On Thursday, December 19th, 2019, labor leaders from all across Montana visited the Federal Reserve Bank Branch in Helena, Montana with the MT AFL-CIO to learn more about the Fed’s dual mandate for managing inflation and maximizing employment. After a brief history of the branch building told over the sound of gunshots from the law enforcement practice range downstairs, the group made their way up to the board room to meet with Assistant Vice President Casey Lozar.
Lozar, who grew up in Polson, told some history of Montana’s involvement in the creation of the Federal Reserve. It was Copper King Augustus Heinz’s greed that caused the Knickerbocker panic of 1907 on Wall Street after trying to short squeeze the stocks of his company to drive up prices. The panic bankrupted Manhattan and put the US Treasury at risk. J.P. Morgan and John D. Rockefeller bailed out the municipalities and secured the Treasury, but the panic resulted in the creation of the Federal Reserve System in 1913.
Montana’s influence on the Federal Reserve does not stop there. It was in fact, the Helena Branch that piloted and developed electronic checking, eliminating the need for the physical movement of thousands of paper checks. Montana having a strong influence on the nation’s economy is a point that Lozar drove home. He said that one Montanan can make a difference in Federal Reserve policy. He hears from the District President that “a man in Havre told me” and that his vote and input during decision making meetings are influenced by engaged individuals in our state.
This is one of the main reasons labor leaders are developing a better relationship with the Federal Reserve. Labor cares about the buying power of wages and maximum employment. We believe that people need one good job, not three that don’t make ends meet. What should the maximum employment really mean, and how do we get there while making sure wages go up enough to pay for necessities while maintaining the buying power of the dollar?

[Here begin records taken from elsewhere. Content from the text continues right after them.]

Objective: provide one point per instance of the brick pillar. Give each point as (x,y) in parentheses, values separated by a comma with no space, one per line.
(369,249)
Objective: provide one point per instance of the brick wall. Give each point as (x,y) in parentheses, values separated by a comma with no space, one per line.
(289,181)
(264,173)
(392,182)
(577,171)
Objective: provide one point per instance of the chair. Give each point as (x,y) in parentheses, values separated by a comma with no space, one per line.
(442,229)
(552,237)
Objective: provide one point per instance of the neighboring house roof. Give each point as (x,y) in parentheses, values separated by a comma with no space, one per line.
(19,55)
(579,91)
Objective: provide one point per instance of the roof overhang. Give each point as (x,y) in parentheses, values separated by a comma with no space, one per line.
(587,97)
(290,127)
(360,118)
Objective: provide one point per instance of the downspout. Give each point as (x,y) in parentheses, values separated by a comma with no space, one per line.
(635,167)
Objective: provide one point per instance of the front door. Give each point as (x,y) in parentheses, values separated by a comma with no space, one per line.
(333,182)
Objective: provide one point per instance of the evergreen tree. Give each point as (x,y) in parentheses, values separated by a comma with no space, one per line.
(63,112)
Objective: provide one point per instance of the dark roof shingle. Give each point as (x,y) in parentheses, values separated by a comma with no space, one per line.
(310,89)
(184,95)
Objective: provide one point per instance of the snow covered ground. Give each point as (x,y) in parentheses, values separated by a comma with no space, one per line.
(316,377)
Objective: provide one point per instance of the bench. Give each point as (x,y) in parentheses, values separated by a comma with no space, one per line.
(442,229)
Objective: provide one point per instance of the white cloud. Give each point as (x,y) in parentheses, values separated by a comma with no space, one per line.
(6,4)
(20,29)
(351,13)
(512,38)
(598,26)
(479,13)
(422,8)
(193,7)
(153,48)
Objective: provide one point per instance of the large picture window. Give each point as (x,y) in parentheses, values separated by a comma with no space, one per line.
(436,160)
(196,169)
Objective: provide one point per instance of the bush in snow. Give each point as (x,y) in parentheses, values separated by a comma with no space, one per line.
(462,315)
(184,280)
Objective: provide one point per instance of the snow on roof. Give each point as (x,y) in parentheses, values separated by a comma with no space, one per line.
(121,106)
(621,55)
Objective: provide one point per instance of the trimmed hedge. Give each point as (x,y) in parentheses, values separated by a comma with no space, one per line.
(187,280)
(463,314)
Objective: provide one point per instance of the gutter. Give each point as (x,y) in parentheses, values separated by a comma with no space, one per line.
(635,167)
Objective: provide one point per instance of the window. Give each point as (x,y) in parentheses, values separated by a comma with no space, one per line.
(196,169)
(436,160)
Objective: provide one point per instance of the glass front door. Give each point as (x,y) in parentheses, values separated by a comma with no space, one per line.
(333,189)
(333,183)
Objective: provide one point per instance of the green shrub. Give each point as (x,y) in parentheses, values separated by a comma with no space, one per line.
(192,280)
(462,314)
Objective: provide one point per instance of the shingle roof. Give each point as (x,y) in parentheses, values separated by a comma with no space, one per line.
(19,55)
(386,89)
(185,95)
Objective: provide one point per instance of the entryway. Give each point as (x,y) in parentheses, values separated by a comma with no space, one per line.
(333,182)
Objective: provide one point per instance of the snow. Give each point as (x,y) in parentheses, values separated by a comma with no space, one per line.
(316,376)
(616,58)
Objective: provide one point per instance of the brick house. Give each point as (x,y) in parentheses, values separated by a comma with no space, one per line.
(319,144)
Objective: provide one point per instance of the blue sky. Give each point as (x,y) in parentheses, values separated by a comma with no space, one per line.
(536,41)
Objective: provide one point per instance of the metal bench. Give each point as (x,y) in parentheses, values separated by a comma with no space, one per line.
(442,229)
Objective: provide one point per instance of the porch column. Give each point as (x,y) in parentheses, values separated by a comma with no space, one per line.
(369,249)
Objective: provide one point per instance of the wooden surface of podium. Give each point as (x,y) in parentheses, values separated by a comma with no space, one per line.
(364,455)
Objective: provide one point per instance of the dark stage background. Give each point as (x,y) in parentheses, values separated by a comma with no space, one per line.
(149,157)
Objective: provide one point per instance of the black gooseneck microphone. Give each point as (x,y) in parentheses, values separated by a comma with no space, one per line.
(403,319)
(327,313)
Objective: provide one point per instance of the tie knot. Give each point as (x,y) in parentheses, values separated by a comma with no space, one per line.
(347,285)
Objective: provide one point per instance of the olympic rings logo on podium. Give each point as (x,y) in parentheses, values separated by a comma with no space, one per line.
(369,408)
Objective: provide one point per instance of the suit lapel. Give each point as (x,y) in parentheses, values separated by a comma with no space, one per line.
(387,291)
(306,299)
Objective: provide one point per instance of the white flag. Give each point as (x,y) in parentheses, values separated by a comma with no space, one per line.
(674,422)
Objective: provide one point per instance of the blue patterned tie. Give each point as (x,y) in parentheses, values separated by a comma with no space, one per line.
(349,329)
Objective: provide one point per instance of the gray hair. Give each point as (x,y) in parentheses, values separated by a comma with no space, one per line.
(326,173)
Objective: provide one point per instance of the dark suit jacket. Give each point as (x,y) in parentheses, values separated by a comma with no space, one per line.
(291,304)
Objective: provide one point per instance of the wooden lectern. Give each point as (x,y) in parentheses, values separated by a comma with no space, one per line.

Leaders asked great questions at the meeting like, “Why aren’t wages increasing if unemployment is so low?” and “Have you done any research on the impacts of a $15 minimum wage?” “Are you looking at other economic impacts to workers, like childcare and housing?” The conversation was powerful and informative. Montana AFL-CIO and labor around the state looks forward to having more of these conversations and making sure the working people of Montana have input on federal economic policy.